Они вышли из дежурки, пересекли коридор и опустились по узкой винтовой лестнице в подвальное помещение. Ротмистр передёрнул плечами: было холодно и сыро, воняло карболкой. У одной из камер Цирпицкий остановился и, стараясь не шуметь, поднял заслонку «глазка». Посмотрел сам и уступил место Петрову.

В камере, скудно освещённой высоким решетчатым оконцем, стоя спиной к двери, отбивал поклоны человек. Ротмистр подумал было, что он молится, но, когда арестант начал приседать, догадался, что это гимнастика по системе Мюллера. Внезапно человек резко повернулся. Это был невысокий, худой парень, почти мальчик, с узким, треугольником, лицом и большими томными глазами, такими же, как у Петрова. Он заметил, что за ним наблюдают, и ротмистр ожидал, что арестант смутится и перестанет делать зарядку. Но юноша, сжав тонкие губы и неотрывно глядя прямо в глаза Петрова, продолжал делать упражнения. Эта безмолвная дуэль длилась минуту, потом ротмистр не выдержал, с лязгом опустил заслонку и оборотился к Цирпицкому:

— Идёмте.

Когда поднялись наверх и зашли в дежурку, прапорщик спросил:

— Ну как вам этот большевичок?

— Почему вы решили, что он большевик?

— А я изобрел свою методу узнавать партийную принадлежность арестантов, — ухмыльнулся Цирпицкий. — По поведению в камере. Меньшевики и либералы ноют и требуют хорошей пиши, эсеры – те кидаются на конвойных, уголовники пишут похабщину на стенах и горланят блатные песни… Ну а если гордый, занимается по системе Мюллера и требует книг – перед тобой большевик!

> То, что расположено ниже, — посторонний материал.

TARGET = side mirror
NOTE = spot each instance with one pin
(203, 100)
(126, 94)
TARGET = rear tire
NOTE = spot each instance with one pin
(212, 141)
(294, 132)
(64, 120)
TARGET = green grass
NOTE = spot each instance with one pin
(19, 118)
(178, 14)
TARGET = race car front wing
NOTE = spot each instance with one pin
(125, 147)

— Чушь! — резюмировал Петров, но про себя подумал, что в этом что-то есть. Видать, немалый опыт у этого заплечных дел мастера. — Как думаете добиться от него показаний?

— Обычным способом! — Цирпицкий поиграл висевшей на запястье нагайкой. — Он хилый – соплёй перешибёшь! Сразу заговорит.

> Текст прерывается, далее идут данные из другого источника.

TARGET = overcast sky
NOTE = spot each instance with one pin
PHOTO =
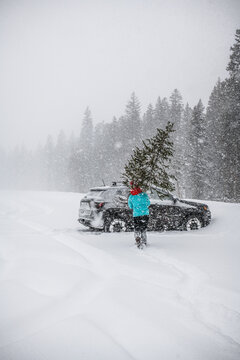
(58, 57)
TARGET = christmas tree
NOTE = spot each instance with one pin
(148, 166)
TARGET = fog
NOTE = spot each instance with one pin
(58, 57)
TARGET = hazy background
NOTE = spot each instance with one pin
(58, 57)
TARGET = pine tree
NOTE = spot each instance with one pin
(161, 113)
(232, 124)
(176, 111)
(149, 165)
(132, 123)
(197, 143)
(148, 128)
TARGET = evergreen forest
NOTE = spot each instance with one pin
(206, 159)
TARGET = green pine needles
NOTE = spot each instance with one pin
(149, 165)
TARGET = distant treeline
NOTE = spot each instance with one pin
(206, 160)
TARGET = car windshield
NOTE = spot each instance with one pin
(92, 194)
(154, 195)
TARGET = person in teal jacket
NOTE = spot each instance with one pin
(139, 202)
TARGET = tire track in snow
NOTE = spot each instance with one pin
(191, 290)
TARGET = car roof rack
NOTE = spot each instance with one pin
(117, 183)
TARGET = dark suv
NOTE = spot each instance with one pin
(106, 208)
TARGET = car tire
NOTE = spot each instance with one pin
(116, 225)
(192, 223)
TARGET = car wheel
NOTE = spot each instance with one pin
(117, 225)
(193, 223)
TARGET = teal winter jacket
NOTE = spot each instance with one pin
(139, 203)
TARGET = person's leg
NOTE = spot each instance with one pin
(144, 223)
(137, 229)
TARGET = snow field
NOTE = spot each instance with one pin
(66, 292)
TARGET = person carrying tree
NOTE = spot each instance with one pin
(139, 202)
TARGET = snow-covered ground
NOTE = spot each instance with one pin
(68, 293)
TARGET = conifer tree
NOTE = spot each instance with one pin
(197, 143)
(148, 128)
(149, 165)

Ротмистр молча покачал головой. Он чувствовал – возможно, прочитал это в глазах узника, – что физические пытки ему не страшны; и в этом случае надо действовать иначе.

— Вы, прапорщик, читали «Графа Монте-Кристо» Дюма-отца?

— Так точно!

Петров недоверчиво покосился на Цирпицкого и продолжил:

— И вы, конечно, помните, что, когда Эдмона Дантеса упрятали в замок Иф, ему не предъявили никакого обвинения, и, посидев в одиночке приличное время, бедный юноша едва не тронулся от неизвестности и отчаяния…

— Значит, вы хотите, чтобы и этот тоже…

— Я хочу, чтобы этот парень, когда дозреет, сам рассказал нам о себе и о тех, кто послал его работать в войсках. Вы меня поняли?

— Так точно, понял!

По глазам было видно, что ни черта не понял. С трудом подавляя растущее раздражение, Петров резко добавил:

— Короче; пусть сидит здесь в одиночке, обвинения не предъявлять, физических методов не применять, кормить так, чтоб только не подох от голода. Как только захочет говорить – дать знать мне. Всё!

— Слушаюсь, господин ротмистр!

Через неделю Петров позвонил Цирпицкому.

— Ну как там этот Доколе?

— Всё без изменения, господин ротмистр.

— Гимнастикой занимается?

— Так точно, занимается!

Этот же диалог повторился ещё через неделю. А ещё через четыре дня Цирпицкий позвонил сам.

— Доколе потребовал объяснений по поводу своего ареста. Памятуя ваш приказ, я объяснений ему не дал…

— И что же он?

— Объявил голодовку.

— Вот как! Гимнастику теперь, конечно, бросил?

— Никак нет. Занимается.

И всё же на третий день голодовки гимнастические упражнения пришлось оставить: сильно кружилась голова, в глазах, когда нагибался, темнело и плавали стеклянистые червячки. Теперь Доколе сутками неподвижно лежал на топчане, экономил силы; он понимал: борьба только начинается.